It may be that only the memcache backend has this problem, but the
general solution I'd suggest is to use smart_str on the key given to
each low-level cache's backend set method. Works-for-me.
It may also make sense to run on the value, but I imagine that has a
significant overhead, and I haven't had a problem with it yet....
To be clear, if this is accepted as a solution, I'm happy to make a
ticket and patch.
I thought I understood the problem until I read this sentence. Now my
brain hurts. I fully understand that the whole string is treated as
Unicode as soon as one argument is Unicode. Why is "val" the problem
here then? What sort of object is "val" and why doesn't unicode(val)
work (aah ... is is going via str(val) and val is non-ASCII? That could
do it).
The error in the traceback suggests it is trying to treat something
*not* as Unicode. I'm a little fuzzy on what's going on.
> It may be that only the memcache backend has this problem, but the
> general solution I'd suggest is to use smart_str on the key given to
> each low-level cache's backend set method. Works-for-me.
Hasn't actually occurred to me to check previously: can memcache handle
non-ASCII data there, because even converting to UTF-8 is going to give
values that are not always understandable to the ascii codec.
> It may also make sense to run on the value, but I imagine that has a
> significant overhead, and I haven't had a problem with it yet....

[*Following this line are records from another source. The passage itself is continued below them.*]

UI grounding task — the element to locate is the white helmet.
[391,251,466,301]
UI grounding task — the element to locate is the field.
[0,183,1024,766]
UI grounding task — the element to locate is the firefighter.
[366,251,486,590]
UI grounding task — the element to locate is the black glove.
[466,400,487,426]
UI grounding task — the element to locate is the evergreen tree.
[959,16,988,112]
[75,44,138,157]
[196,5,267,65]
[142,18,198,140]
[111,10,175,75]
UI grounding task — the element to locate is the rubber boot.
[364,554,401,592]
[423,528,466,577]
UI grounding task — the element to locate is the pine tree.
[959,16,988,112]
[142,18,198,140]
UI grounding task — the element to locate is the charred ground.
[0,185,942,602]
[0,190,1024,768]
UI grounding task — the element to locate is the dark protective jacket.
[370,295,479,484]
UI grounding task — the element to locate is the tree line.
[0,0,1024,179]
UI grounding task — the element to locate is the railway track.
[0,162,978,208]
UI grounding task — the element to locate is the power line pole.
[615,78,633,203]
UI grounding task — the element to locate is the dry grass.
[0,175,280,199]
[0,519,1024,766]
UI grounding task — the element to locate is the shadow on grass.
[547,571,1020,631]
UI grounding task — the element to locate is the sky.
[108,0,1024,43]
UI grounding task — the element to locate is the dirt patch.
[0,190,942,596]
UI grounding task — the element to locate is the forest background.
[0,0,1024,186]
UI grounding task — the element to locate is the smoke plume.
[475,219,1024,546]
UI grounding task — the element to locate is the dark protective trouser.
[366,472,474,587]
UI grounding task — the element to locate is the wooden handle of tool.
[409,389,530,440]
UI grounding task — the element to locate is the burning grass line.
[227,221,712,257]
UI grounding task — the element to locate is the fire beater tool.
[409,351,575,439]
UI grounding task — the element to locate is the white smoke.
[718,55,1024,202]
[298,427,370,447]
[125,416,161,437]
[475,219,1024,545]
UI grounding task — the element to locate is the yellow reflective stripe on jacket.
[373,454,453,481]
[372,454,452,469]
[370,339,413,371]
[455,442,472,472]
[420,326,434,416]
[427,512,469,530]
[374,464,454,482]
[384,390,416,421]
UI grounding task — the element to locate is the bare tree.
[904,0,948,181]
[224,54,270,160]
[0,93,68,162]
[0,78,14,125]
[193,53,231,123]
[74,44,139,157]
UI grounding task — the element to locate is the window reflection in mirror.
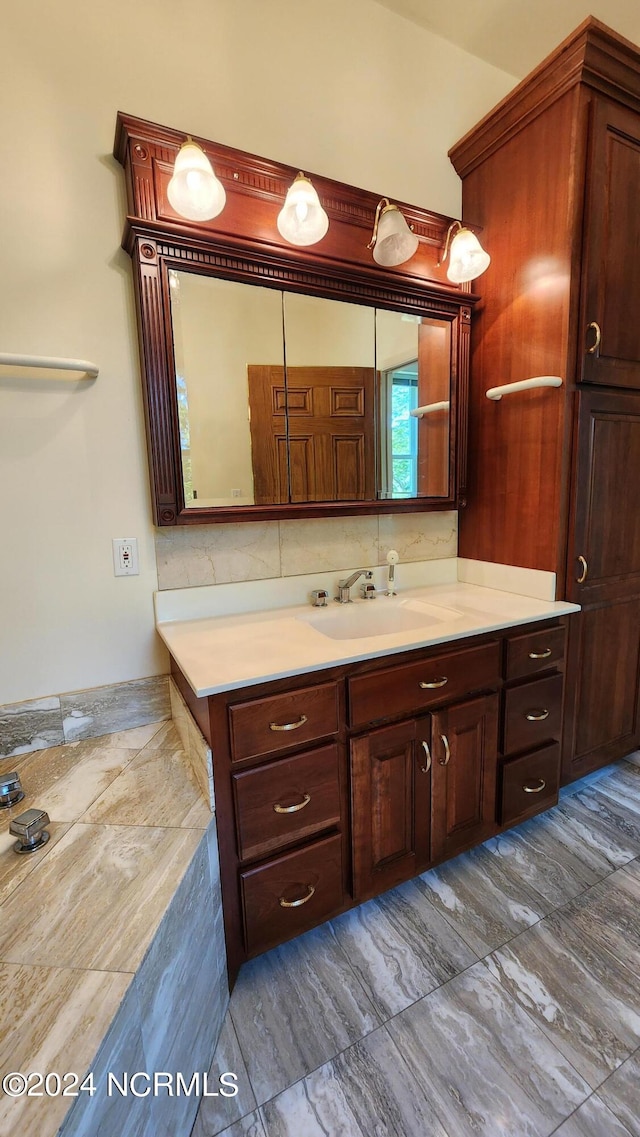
[169,269,451,509]
[375,309,451,498]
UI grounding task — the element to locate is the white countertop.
[157,580,580,696]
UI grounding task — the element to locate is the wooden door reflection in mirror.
[114,114,477,525]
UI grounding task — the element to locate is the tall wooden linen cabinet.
[450,18,640,781]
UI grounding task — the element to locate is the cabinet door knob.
[279,885,315,908]
[269,714,307,730]
[587,319,602,355]
[522,778,547,794]
[440,735,451,766]
[273,794,311,813]
[419,742,431,774]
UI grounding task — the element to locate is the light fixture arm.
[367,198,391,249]
[435,221,464,268]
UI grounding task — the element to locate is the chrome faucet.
[335,569,373,604]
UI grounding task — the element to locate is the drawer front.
[233,744,340,861]
[504,675,564,754]
[349,642,500,727]
[505,628,565,679]
[240,835,343,955]
[500,742,560,825]
[228,682,338,762]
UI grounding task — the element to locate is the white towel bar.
[0,352,98,379]
[487,375,563,402]
[409,399,449,418]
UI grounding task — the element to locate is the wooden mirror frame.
[114,113,477,525]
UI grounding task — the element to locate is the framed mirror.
[116,108,475,524]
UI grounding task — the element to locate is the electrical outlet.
[113,537,140,576]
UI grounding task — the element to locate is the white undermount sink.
[298,596,463,639]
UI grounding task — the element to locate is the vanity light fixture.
[367,198,418,268]
[276,171,329,244]
[167,135,226,221]
[438,221,491,284]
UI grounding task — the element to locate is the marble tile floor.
[192,753,640,1137]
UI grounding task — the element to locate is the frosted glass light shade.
[447,229,491,284]
[167,139,226,221]
[276,173,329,244]
[373,205,418,267]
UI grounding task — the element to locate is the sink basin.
[298,596,463,639]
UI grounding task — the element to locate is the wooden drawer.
[228,682,338,762]
[505,628,565,679]
[500,742,560,825]
[349,642,500,727]
[502,675,564,754]
[233,742,340,861]
[240,835,343,955]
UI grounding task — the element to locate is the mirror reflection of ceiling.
[374,0,640,80]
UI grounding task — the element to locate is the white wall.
[0,0,514,704]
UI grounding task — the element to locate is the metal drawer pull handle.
[522,778,547,794]
[587,319,602,355]
[280,885,315,908]
[273,794,311,813]
[269,714,307,730]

Assuming the missing key part of this sentence is force_unicode(), it
should be not really worse than running smart_str() (about one extra
function call), from first glance. However, as indicated above, I'll
admit to being sketchy about the real problem still.
If you can guarantee that str(val) will always make sense and be encoded
as UTF-8, then your proposed solution sounds fine. The encoding of
str(val) is important, because we have to able to understand it when we
pull it out from the cache again later.
Regards,
Malcolm
--
Works better when plugged in.
http://www.pointy-stick.com/blog/
Sorry for not giving more context.
In that quoted line, cmd is a str (created by the library itself), key
is whatever the low-level django API passes in (very likely a
Unicode), and val is a pickled object (that is, arbitrary binary).
When key is Unicode, it forces val to be decoded into Unicode, which
fails, since it's a binary.
At least, I'm pretty darn sure. I *think* I understand this bit-pushing. :)
> Hasn't actually occurred to me to check previously: can memcache handle
> non-ASCII data there, because even converting to UTF-8 is going to give
> values that are not always understandable to the ascii codec.
>
/me checks python-memcache code.
python-memcache assumes a str key with no control characters (ord(c)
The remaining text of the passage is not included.